Right when he absolutely needed to, Matzek threw some of his best pitches of the night and got the star hitter to ground into an inning-ending (and threat-ending) double play. One moment it looked like the game was going to get out of hand and the next the Rockies were walking off the field unscathed.
I'll say this for Matzek: he does not give up on himself.
"I thought it was his best outing so far," said catcher Nick Hundley, "I thought he did a very good job for us and gave us a chance to win."
Hundley had been animated on multiple occasions. "I just knew I had to get through [the fifth inning] and Hundley kinda got on me and fired me up," says Matzek. "That's what I needed right then. He really fired me up and got me back in there."
There was some question as to whether or not Hundley's animation earlier in the game was directed at the opposition. "No, I wouldn't do that," he said. "That's to our guys."

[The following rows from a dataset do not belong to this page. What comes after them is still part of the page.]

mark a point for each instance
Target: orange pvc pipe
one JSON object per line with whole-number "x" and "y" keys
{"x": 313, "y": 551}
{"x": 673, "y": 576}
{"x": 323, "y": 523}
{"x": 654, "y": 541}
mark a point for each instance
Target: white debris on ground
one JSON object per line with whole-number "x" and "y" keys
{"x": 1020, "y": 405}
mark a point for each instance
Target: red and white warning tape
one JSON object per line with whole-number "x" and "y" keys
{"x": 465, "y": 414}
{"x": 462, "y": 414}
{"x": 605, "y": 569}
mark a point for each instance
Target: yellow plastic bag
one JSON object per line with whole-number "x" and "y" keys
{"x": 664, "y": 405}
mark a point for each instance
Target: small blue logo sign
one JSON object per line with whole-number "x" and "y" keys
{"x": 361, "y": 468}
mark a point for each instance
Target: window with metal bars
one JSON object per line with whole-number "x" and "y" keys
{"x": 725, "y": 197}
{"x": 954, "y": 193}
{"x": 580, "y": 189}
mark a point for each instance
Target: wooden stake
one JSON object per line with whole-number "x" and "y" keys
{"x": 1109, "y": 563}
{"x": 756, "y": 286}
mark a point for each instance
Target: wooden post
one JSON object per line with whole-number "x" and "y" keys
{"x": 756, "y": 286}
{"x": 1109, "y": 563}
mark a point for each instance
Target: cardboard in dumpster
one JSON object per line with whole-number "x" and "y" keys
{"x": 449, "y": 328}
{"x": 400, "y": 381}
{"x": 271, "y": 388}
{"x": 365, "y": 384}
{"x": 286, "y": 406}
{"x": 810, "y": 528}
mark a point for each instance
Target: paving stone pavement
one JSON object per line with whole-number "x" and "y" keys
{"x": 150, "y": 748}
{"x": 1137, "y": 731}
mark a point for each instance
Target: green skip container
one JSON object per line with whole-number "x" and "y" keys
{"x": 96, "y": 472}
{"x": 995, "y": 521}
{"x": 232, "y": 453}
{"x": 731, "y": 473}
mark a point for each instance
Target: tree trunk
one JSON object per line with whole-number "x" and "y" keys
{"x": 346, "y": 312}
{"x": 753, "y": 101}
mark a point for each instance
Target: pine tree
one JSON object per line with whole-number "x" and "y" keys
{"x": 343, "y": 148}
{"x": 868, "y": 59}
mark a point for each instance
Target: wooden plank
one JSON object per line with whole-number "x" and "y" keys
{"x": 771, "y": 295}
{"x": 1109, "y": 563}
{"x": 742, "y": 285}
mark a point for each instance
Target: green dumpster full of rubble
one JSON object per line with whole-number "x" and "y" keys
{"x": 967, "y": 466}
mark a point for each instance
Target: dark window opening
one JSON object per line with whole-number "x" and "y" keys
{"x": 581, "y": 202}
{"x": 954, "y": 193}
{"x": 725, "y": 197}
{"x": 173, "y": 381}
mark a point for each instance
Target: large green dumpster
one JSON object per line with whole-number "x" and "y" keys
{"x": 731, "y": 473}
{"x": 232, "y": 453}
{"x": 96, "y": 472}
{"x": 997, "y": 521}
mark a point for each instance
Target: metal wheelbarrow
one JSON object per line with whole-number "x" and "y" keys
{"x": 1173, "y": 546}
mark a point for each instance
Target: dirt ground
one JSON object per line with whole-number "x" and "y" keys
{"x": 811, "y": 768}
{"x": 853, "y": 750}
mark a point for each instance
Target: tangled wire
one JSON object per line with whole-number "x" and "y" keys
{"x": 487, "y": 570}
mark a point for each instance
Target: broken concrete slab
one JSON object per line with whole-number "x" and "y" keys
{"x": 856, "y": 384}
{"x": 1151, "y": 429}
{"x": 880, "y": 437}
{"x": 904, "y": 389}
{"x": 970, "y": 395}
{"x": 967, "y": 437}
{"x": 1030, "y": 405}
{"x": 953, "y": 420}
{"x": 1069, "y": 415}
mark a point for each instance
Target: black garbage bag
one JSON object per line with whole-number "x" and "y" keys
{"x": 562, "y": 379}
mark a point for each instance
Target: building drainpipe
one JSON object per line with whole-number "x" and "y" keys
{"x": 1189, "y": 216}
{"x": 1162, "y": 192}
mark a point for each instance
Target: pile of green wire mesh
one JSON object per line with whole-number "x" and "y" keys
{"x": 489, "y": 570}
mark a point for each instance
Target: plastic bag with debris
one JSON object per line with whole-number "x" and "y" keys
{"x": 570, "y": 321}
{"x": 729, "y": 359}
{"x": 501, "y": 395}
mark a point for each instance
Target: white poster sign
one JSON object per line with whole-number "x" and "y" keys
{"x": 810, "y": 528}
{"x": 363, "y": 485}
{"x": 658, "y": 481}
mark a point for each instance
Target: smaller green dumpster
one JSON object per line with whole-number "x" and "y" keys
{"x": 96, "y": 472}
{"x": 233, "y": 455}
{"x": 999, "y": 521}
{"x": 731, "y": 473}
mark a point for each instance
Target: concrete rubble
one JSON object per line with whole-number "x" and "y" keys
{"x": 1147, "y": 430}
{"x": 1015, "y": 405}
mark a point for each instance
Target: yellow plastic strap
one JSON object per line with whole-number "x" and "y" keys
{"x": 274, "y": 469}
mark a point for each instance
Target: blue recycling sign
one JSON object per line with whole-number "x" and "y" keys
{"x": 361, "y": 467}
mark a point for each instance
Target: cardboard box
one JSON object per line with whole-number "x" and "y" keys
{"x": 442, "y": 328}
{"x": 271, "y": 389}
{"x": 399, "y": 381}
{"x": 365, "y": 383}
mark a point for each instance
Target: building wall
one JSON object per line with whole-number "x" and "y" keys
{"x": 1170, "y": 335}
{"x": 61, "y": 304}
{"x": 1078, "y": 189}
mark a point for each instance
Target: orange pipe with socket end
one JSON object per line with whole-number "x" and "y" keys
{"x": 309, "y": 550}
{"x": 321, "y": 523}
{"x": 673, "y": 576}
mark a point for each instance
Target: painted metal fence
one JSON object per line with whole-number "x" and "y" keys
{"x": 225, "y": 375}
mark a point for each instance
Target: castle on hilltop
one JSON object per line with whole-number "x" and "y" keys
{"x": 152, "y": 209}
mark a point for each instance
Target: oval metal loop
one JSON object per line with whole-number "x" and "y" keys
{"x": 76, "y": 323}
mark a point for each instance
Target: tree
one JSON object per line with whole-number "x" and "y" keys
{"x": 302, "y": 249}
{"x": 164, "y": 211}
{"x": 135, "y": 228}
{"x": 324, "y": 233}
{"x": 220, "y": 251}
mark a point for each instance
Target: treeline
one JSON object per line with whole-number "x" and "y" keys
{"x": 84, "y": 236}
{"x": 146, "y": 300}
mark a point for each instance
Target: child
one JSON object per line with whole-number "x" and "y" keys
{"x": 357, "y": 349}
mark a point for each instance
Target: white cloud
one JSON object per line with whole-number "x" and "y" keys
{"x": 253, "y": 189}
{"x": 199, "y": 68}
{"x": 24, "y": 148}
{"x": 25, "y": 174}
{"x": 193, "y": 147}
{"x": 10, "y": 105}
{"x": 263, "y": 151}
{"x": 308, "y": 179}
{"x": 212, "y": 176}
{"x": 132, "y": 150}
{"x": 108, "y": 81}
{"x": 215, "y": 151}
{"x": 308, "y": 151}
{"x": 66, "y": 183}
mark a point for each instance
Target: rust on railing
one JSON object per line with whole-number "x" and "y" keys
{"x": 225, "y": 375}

Matzek would hit for himself and begin a rally that put the Rockies on top in the bottom of the fifth inning. After it was all said and done he finished with five innings, two earned runs, four hits, a career-high six walks and a month off of all of our lives.
A Justin Morneau single followed by a Hundley opposite-field triple got the Rockies on the board in the fourth. DJ LeMahieu tied things at two with a professional at-bat that ended in a ground out to the right side.
Matzek's single followed by an infield single from Ynoa, who got the start in place of Nolan Arenado (sore wrist), set the table for a Charlie Blackmon triple, his second in as many days, which cleared the bases and put the Rockies up two.
Troy Tulowitzki came through with a sac fly to extend the lead to three.
And then it all went terribly, terribly awry.
The Rockies' bullpen, which has been mostly excellent this season, imploded in the eighth when Rafael Betancourt and Boone Logan combined to allow four runs in the inning. Logan, who was charged with three of the runs, had only given up one run in six appearances prior to Tuesday.
Just like that, the Rockies were down by two, 7-5.
Hundley pulled the Rockies to within one with a leadoff home run over the right field fence against Craig Kimbrel, arguably the most feared closer in the game. Hundley's bat has been almost as impressive as his glove in the early going.
But pinch-hit appearances from Wilin Rosario and Corey Dickerson came up empty, leaving all hope in the hands of Daniel Descalso. Descalso popped out to shallow right, and the Rockies had officially lost another heartbreaker.
No way to spin this one. It just hurt.